Despite the BB-POM's assurance that the warning did not apply to all tofu, noodles and salted fish sold at traditional markets and supermarkets, its report on the high content of formaldehyde in more than half of the samples taken from 50 markets in Greater Jakarta and Banten between November and December, has made people go to great lengths to avoid the chemicalized foods.

"Almost all traders in Bogor's traditional markets sell salted fish treated with formaldehyde," the Bogor Agribusiness Agency's fishery division head Robert Hasibuan said, noting that at least 20 samples of salted fish from the markets tested positive for formaldehyde.

He has ordered traders to stop selling formaldehyde-treated fish and refuse produce from suppliers that use formaldehyde.

Huzna Zahir, an executive of the Indonesian Consumers Foundation (YLKI) -- which exposed the same issue a decade ago -- blamed the BB-POM for causing confusion by not providing clearer information

"They say tofu, but which kind?

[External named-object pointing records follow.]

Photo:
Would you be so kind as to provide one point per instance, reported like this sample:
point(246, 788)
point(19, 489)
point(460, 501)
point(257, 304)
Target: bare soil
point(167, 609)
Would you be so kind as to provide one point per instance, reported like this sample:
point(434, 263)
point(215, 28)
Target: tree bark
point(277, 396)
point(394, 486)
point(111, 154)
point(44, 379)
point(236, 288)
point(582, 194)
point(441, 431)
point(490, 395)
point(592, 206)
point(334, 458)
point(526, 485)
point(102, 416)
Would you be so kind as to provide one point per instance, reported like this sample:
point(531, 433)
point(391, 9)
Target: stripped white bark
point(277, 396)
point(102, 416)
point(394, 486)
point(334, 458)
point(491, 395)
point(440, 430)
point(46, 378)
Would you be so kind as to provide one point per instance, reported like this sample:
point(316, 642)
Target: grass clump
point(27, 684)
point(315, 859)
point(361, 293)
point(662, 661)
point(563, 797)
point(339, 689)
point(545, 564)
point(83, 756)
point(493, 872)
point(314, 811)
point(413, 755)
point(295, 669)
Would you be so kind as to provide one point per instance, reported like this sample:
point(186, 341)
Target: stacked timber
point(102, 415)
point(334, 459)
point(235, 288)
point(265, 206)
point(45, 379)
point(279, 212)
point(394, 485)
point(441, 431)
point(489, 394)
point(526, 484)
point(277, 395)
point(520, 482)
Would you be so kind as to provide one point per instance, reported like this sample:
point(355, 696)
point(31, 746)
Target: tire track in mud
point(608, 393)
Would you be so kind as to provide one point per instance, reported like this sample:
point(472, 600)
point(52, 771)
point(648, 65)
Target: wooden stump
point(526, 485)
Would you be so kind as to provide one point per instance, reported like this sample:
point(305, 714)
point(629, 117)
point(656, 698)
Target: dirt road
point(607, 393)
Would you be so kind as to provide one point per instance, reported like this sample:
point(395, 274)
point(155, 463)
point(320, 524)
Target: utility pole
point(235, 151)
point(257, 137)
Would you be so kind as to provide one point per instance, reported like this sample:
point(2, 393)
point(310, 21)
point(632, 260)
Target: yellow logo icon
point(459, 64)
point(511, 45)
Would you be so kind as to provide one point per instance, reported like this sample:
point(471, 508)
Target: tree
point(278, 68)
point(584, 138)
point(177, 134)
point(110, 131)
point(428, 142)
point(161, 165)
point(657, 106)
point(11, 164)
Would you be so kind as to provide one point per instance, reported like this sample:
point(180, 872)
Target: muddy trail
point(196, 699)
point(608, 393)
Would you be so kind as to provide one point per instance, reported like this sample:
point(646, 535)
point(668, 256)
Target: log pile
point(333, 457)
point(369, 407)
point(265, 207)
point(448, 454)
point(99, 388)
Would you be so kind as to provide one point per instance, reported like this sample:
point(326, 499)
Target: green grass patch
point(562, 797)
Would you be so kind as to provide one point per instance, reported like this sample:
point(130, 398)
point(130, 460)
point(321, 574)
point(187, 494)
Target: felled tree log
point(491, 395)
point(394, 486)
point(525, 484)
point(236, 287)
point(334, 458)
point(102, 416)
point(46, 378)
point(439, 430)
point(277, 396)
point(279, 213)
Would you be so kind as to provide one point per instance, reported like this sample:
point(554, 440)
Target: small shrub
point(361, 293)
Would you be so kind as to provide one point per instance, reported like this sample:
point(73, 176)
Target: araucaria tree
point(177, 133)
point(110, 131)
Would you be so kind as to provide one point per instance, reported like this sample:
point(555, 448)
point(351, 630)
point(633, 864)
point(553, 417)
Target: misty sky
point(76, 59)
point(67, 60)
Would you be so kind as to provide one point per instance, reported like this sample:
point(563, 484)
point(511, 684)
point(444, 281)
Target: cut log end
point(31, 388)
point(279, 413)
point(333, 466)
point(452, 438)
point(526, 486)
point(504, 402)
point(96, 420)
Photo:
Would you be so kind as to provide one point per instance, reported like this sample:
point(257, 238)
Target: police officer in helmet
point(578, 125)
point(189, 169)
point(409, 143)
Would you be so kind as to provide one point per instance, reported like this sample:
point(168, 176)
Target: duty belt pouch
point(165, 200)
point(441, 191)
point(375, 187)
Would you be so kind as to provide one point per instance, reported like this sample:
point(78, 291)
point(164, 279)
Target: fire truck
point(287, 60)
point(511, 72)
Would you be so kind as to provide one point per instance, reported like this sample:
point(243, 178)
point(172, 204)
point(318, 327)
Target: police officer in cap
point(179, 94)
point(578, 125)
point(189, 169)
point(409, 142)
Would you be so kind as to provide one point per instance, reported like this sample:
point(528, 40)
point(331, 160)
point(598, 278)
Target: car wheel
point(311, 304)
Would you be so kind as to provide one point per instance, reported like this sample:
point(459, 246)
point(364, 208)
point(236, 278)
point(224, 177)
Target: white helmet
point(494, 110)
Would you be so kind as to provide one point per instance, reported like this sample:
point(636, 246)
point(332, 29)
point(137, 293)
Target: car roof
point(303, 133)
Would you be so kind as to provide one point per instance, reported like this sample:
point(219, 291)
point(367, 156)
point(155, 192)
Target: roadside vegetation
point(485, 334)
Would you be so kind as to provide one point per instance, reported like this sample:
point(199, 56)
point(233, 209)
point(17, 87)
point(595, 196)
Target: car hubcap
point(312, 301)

There is Chinese tofu, Sumedang tofu and Bandung tofu, and I know from producers that the last two kinds aren't usually treated with formaldehyde," she said.

The Association of Indonesian Food and Beverages Industries (GAPMMI) said small-scale industries were suffering due to the non-specific news reports.

"I'm certain that only a few of them use formaldehyde, yet all 950,000 small- and medium-scale food producers, who supply 70 percent of the country's processed food needs, are taking the blame," GAPMMI chairman Thomas Darmawan was quoted by Detik.com as saying on Wednesday.

Formaldehyde is a chemical widely used in fertilizer, plywood, industrial fungicide, and as a preservative in mortuaries and medical laboratories. Its use here to delay the decay and molding of food is due to its low price and availability.

Formaldehyde can have enormously neurodegenerative effects, including seizures, headaches, nausea, depression, convulsions and loss of vision.

Without laboratory testing, Huzna said, it was difficult to say offhand which products were formaldehyde-treated and which were safe to eat.

Separately, PD Pasar Jaya president director Prabowo Soenirman told the directors of traditional markets across the city to look out for foods containing formaldehyde in their markets.

"Currently, we await the help of officers from the BB-POM so we can 'spot the difference'," he said.

French-based Carrefour Indonesia's corporate affairs director Irawan D. Kadarman said that, as one of the largest retail chains in the city, it would not hesitate to cut off business contracts with suppliers who provided formaldehyde-treated foods.

"We have asked all of our suppliers to give in writing a guarantee that their products are free from illegal substances, if we find that they are not, we will of course stop dealing with them."